MAKING EVs ECONOMICALLY VIABLE IS THE PREREQUISITE !!
Shobhna Maheshwari
Brand Manager - Goodricke Group Ltd. (Ecommerce & Digital Marketing)/ Guest Faculty IIM Calcutta
Most important question for success of EVs is to develop a strategy, to make them economically viable especially for small vehicles. The strategy is basically required to address two key variables affecting the costs of EVs: battery costs and fiscal policies that can either increase the costs of an ICE vehicle or decrease the costs of an EV.
Reducing the battery costs means reducing the number of batteries that an electric vehicle needs and making batteries cheaper on a per kilowatt-hour basis.
For the first approach, reducing the cost of batteries needed for a given EV, there are two possible ways:
1. Providing charging infrastructure: The limiting factor of batteries on driving range can be addressed by developing fast-charging or swapping of batteries. This can be managed by creating required infrastructure, possibly after every kilometer, in dense areas. A smaller battery will lower costs by reducing the total weight of the vehicle, resulting in higher energy-efficiency and improved ability to upgrade as the technology evolves.
Charging infrastructure can be rolled out on a city by city basis with select cities and regions leading the transition. This would be consistent with global experience where 33 percent of all EV sales take place in only 14 cities where charging infrastructure is widespread and convenient to use. Approaches for creating effective charging infrastructure are outlined below.
2. Increasing efficiency of vehicles: To increase vehicle efficiency, it is required to reduce energy consumption. Means enabling the vehicle to travel the same distance on a smaller battery pack. Energy efficiency can be enhanced by using more efficient electric motors using better tyres, enhancing the aero dynamics of the vehicles and reducing its weight. This would reduce battery size needed for a certain range.

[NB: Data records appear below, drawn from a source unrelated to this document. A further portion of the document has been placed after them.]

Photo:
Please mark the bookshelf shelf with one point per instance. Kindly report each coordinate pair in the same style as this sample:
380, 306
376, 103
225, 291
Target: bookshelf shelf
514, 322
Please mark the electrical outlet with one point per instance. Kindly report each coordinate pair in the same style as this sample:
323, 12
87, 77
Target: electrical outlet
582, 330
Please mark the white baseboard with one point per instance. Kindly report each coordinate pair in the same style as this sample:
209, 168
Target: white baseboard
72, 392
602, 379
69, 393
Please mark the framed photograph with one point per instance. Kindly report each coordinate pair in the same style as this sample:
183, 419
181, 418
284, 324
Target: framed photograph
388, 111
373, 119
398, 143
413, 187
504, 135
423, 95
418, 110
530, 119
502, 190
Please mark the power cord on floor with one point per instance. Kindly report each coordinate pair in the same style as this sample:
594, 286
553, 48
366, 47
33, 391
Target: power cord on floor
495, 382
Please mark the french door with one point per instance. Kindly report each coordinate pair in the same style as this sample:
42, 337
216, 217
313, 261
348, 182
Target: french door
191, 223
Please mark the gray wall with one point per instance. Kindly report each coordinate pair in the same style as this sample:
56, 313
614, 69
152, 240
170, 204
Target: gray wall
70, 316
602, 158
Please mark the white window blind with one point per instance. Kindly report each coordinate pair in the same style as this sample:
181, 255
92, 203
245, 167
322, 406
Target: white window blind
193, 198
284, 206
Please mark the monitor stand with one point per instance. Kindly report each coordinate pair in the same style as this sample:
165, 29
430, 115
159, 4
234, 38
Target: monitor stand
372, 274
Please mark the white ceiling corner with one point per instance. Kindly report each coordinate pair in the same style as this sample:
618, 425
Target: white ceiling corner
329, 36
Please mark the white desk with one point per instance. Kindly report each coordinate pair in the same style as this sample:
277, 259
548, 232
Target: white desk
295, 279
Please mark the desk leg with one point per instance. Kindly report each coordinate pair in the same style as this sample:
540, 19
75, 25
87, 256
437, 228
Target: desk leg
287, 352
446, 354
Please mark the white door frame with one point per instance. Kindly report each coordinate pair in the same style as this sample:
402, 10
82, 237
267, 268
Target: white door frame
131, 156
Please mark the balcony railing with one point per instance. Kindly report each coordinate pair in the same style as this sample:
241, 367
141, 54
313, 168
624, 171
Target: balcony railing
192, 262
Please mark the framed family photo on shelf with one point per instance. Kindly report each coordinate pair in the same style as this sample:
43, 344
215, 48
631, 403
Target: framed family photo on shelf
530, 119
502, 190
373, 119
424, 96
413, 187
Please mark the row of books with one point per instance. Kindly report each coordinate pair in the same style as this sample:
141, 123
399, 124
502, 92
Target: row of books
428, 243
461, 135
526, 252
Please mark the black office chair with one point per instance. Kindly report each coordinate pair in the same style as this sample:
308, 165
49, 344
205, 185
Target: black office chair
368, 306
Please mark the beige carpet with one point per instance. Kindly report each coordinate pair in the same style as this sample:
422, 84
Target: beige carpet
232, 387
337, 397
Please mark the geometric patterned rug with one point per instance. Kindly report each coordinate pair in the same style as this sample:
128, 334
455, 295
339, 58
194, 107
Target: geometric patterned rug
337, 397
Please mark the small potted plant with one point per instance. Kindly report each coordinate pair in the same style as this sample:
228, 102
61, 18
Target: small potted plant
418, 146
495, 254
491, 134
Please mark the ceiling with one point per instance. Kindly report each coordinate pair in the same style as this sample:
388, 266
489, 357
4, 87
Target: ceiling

For the second approach, reducing the unit costs of each battery, India can explore several options:
a. Selecting appropriate battery chemistry: As batteries dominate costs of electric vehicles, the strategy would be to use battery chemistry with optimized cost and performance at Indian temperatures. India should encourage manufacturing of such battery cells in India. India is already making battery packs
b. Exploring new battery chemistry: Focusing on materials like lithium, manganese, nickle, cobalt and graphite that are used in batteries and determine its costs. While it is important to secure mines which produce these materials, India must also obtain these battery materials through recycling of used batteries and should aim to become the capital of “urban mining” of used batteries.
Beyond reducing battery costs, India can explore potential avenues of fiscal support for EVs to accelerate adoption. The standard approach in other countries to providing fiscal support to EVs has been direct subsidization. For example, EVs in USA, Europe and China have up to 40% “all-in” subsidies. Those subsidies include direct federal or state subsidy to buyers, mandates to manufacturers, utility subsidies or subsidy in the form of fee bates where vehicles are taxed based on their CO2 emissions, whereas EV receives support. As costs decline and the share of EVs in total vehicles increases, most nations plan to taper off such subsidies. For India, however, those paths are not viable; the elimination of direct subsidy will be the policy basis. Therefore India has to be creative to make electric vehicles and its infrastructure economically viable from the very beginning.
Direct financial demand-incentives / subsidies could be replaced by Tradable Auto-Emission Coupons or credits based on CO2 emissions per km as well as on a sliding scale for vehicle efficiency. This will encourage the market to build efficient vehicles with lower emissions per km. Thus, while vehicle manufacturers exceeding CO2 emissions targets would have to purchase coupons or credits, the manufacturers meeting the targets would be rewarded with coupons. Market will decide the prices of these coupons. This will incentivize EVs and low-emission vehicles as well as energy-efficient vehicles at the expense of the vehicles with high emissions and lower-efficiency. Accelerating the availability of necessary electricity network infrastructure as well as domestically produced technologically superior EVs, chargers and components will bring down costs and increase the options available for transportation electrification in India. This could bring total cost of ownership (TCO) of EVs to parity with ICEs by as early as 2025.